Low – level of load capacity, which allows crawl your website, creating a minimum load on the web server. This load level is recommended for websites hosted on free hosting, or for websites that have significantly limited bandwidth.
However, please note that this level slows down the crawling process of your website.

How to simulate crawling by search engine bots?

You may choose one of the identification options for our crawler*, which can crawl your website as follows:

Standard browser – crawler uses this option by default and is a recommended one. Your website will load the same way your regular visitors see it.
Googlebot – this option is used to crawl your website as Google's crawler sees it. Our crawler will be signed in the same way as Google's web search bot (Googlebot/2.1)
YandexBot – this option is used to crawl your website as Yandex search bot sees it. Our crawler will be signed in the same way as the main Yandex search bot (YandexBot/3.0)
Baiduspider - our crawler will be signed in the same way as the Baidu Web Search Bot.
Mysitemapgenerator – use direct identification of our crawler if you need separate control settings and an ability to manage website access.

Please note the ways in which the robots.txt file is processed when choosing different identification methods:

When choosing GoogleBot, YandexBot, Baiduspider or Mysitemapgenerator option, only instructions for a particular Bot are considered (User-agent: Googlebot, User-agent: Yandex, User-agent: Baiduspider, User-agent: Mysitemapgenerator – respectively).

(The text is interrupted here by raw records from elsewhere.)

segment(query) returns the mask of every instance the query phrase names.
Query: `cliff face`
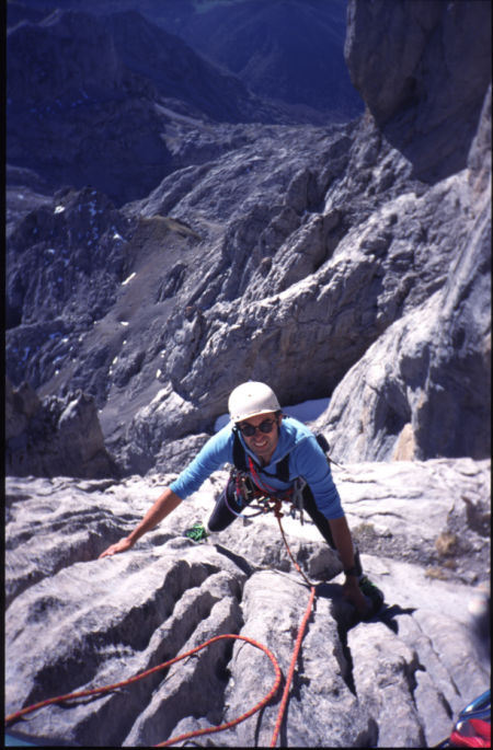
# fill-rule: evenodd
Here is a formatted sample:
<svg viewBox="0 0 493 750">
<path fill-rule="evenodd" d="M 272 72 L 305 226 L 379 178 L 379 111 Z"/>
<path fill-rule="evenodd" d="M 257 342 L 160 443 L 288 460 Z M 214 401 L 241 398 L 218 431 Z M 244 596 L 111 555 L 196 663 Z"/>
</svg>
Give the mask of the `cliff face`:
<svg viewBox="0 0 493 750">
<path fill-rule="evenodd" d="M 485 7 L 351 2 L 367 112 L 347 125 L 219 124 L 149 93 L 169 163 L 119 208 L 31 172 L 43 205 L 9 204 L 12 383 L 93 395 L 123 472 L 182 465 L 249 378 L 285 405 L 331 395 L 336 459 L 489 455 Z M 156 92 L 159 66 L 125 55 L 114 88 L 131 68 Z"/>
<path fill-rule="evenodd" d="M 435 182 L 467 165 L 491 81 L 491 3 L 349 0 L 345 56 L 386 138 Z"/>
</svg>

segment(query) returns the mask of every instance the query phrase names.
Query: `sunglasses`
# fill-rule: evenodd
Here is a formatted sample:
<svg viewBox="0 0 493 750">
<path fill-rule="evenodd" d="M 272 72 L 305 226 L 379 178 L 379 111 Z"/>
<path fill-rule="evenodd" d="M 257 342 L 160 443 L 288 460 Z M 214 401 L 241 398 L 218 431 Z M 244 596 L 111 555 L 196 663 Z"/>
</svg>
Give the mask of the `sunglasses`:
<svg viewBox="0 0 493 750">
<path fill-rule="evenodd" d="M 246 438 L 251 438 L 255 435 L 256 430 L 260 432 L 272 432 L 273 426 L 276 424 L 275 419 L 264 419 L 261 422 L 261 424 L 257 427 L 254 427 L 250 423 L 245 423 L 244 425 L 238 425 L 238 429 L 241 431 L 242 435 L 244 435 Z"/>
</svg>

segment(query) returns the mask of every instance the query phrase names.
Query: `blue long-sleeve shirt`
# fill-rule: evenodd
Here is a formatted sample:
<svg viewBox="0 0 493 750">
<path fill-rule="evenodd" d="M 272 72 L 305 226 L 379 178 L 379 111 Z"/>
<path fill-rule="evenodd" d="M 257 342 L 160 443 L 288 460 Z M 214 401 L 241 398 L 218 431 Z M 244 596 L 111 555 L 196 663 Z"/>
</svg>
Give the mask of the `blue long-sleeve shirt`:
<svg viewBox="0 0 493 750">
<path fill-rule="evenodd" d="M 211 437 L 195 459 L 186 466 L 170 488 L 182 499 L 196 492 L 203 482 L 225 463 L 233 463 L 233 425 L 229 423 Z M 240 432 L 241 445 L 246 455 L 255 461 L 255 454 L 248 448 Z M 275 476 L 276 464 L 289 453 L 289 482 Z M 265 472 L 268 473 L 268 475 Z M 274 476 L 272 476 L 274 474 Z M 344 516 L 337 488 L 333 482 L 331 468 L 325 453 L 317 442 L 313 432 L 301 422 L 284 417 L 279 427 L 279 439 L 271 458 L 271 463 L 257 471 L 265 486 L 289 489 L 298 477 L 309 485 L 319 510 L 325 518 L 333 520 Z"/>
</svg>

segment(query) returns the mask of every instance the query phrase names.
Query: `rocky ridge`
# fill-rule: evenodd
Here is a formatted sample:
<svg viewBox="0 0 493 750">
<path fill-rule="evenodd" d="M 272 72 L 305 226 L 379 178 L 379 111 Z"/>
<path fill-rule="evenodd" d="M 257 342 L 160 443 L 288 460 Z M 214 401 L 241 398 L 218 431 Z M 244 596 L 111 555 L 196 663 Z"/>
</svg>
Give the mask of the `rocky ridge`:
<svg viewBox="0 0 493 750">
<path fill-rule="evenodd" d="M 102 561 L 96 555 L 135 526 L 169 475 L 118 483 L 8 477 L 7 712 L 127 679 L 223 633 L 266 645 L 286 676 L 309 591 L 275 519 L 238 519 L 202 544 L 183 535 L 206 521 L 226 477 L 214 474 L 130 552 Z M 355 624 L 337 556 L 311 523 L 285 517 L 317 600 L 280 742 L 436 745 L 489 683 L 468 602 L 490 553 L 490 462 L 357 463 L 334 468 L 334 478 L 387 609 Z M 13 728 L 55 745 L 149 746 L 231 720 L 272 684 L 264 654 L 218 642 L 164 674 L 43 708 Z M 267 746 L 279 699 L 195 742 Z"/>
<path fill-rule="evenodd" d="M 240 380 L 273 372 L 283 404 L 333 396 L 320 425 L 336 458 L 489 455 L 488 38 L 478 37 L 467 64 L 477 71 L 467 100 L 473 127 L 457 115 L 455 57 L 462 24 L 484 28 L 483 7 L 452 3 L 445 13 L 444 3 L 427 3 L 413 58 L 416 91 L 426 94 L 415 101 L 416 117 L 401 123 L 400 140 L 389 124 L 410 103 L 400 80 L 385 113 L 375 100 L 371 76 L 381 69 L 365 78 L 366 11 L 352 2 L 346 57 L 368 106 L 359 120 L 214 123 L 192 102 L 183 109 L 175 100 L 152 101 L 164 173 L 172 173 L 145 197 L 117 206 L 102 184 L 49 200 L 31 175 L 30 194 L 13 191 L 8 243 L 13 385 L 27 379 L 42 397 L 92 395 L 124 474 L 174 470 L 211 434 Z M 45 27 L 61 30 L 73 18 L 55 14 Z M 377 10 L 374 23 L 383 23 Z M 415 25 L 411 13 L 403 55 Z M 429 57 L 436 35 L 446 56 Z M 154 91 L 137 70 L 137 50 L 128 56 L 125 68 L 115 58 L 115 81 L 131 69 Z M 420 141 L 420 113 L 439 71 L 445 119 Z M 433 161 L 433 175 L 420 160 Z M 22 209 L 31 200 L 37 207 Z M 349 399 L 355 380 L 364 409 Z"/>
</svg>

General instructions (in the User-agent: * section) will be used only if there are no “personal” ones.
If you are using Standard browser or Mysitemapgenerator, our crawler will consider only instructions in the Mysitemapgenerator section (User-agent: Mysitemapgenerator), and if it is missing, in the general section (User-agent: *) of the robots.txt file. Any other "personal" sections (such as User-agent: Googlebot or User-agent: Yandex) are not considered.

Handling content dynamically generated via JavaScript

If your website uses JavaScript to generate the bulk of the content (also known as client-side rendering), our crawler will attempt to process the dynamically generated content on the web page (if such a need is automatically detected or the JavaScript processing option is enabled in the settings), however many JavaScript algorithms may not be processed.
JavaScript Processing Limitations:

Please note that our crawler does not load or process JavaScript code from any external sources whose hostname (domain) is different from the website's, such as scripts loaded from CDNs or API servers, including website subdomains.
Our crawler does not process content that is dynamically generated by any specific user action, such as scrolling a page or clicking on an element.
Keep in mind that the MySitemapGenerator crawler only crawls links that are an HTML <a> tag with an "href" attribute, which also applies to content that is dynamically generated using JavaScript. Our algorithms do not recognize or process any other elements or events that function as links but are not a corresponding HTML <a> tag. This means that any other website navigation formats will not be processed, and therefore the content they point to will not be processed either.